Wednesday, December 2, 2009
What follows is the Waiting Game. You wait for the delivery receipt that your mail has reached its intended destination, or the read receipt indicating that someone, hopefully the person you intended, at least clicked on your email. Whether or not it was read, who knows? Then you wait for the allotted time in which you've been told your manuscript will be reviewed; weeks or months invariably. If it's in November or December, you know the holidays are coming, so you should also anticipate that your waiting may be extended another two weeks beyond what you've been told. You're probably looking at a reply sometime in January the following year. The Waiting Game is just not fun.
Every moment you wait, you think of all the reasons the person to whom you sent your manuscript must be wondering, "Why did I bother to request this submission? This isn't what I wanted, at all." You wonder when he or she will get back to you with the awful truth: you suck and you will never publish anything. You go back to the manuscript and realize everything's wrong with it.

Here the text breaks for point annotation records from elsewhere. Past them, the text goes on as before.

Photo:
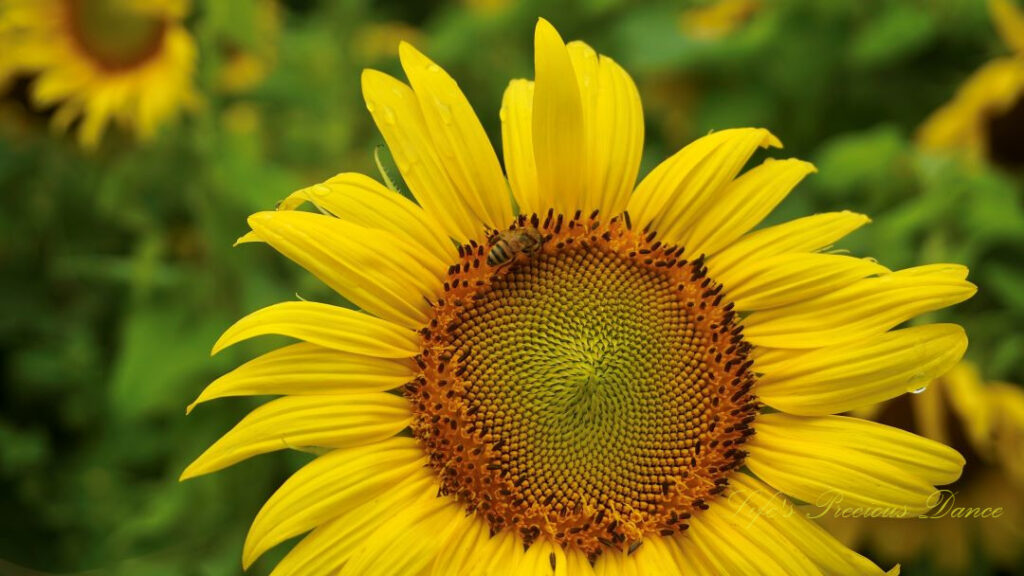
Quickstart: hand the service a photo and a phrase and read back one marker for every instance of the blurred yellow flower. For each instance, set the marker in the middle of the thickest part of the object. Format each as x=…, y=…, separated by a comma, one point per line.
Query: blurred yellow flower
x=718, y=18
x=245, y=67
x=985, y=118
x=986, y=422
x=126, y=62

To pass time, you consider drinking yourself into oblivion with punch or eggnog laced with a little something extra, cause after all the holidays are near. You also wonder if it would be best to trash the entire manuscript now, toss the computer out of the window, and just give up writing altogether. Or, you think whether you should just write to the person, apologizing profusely for offering him or her such drivel, vowing that someone, not you, pressed the Send button before you were actually ready to send it off, or swearing that though your full name is on the manuscript, and your last name is part of the header of every page, no, that is most certainly not your work, and must be someone's version of an awful joke.
Email becomes the center of your universe. You're furiously scanning your Blackberry, your PC at home, your workstation, every minute of every hour, just knowing that yes, today, today will be the day when someone emails you about the manuscript you sent off in those long weeks or months. Until then, you just wait some more.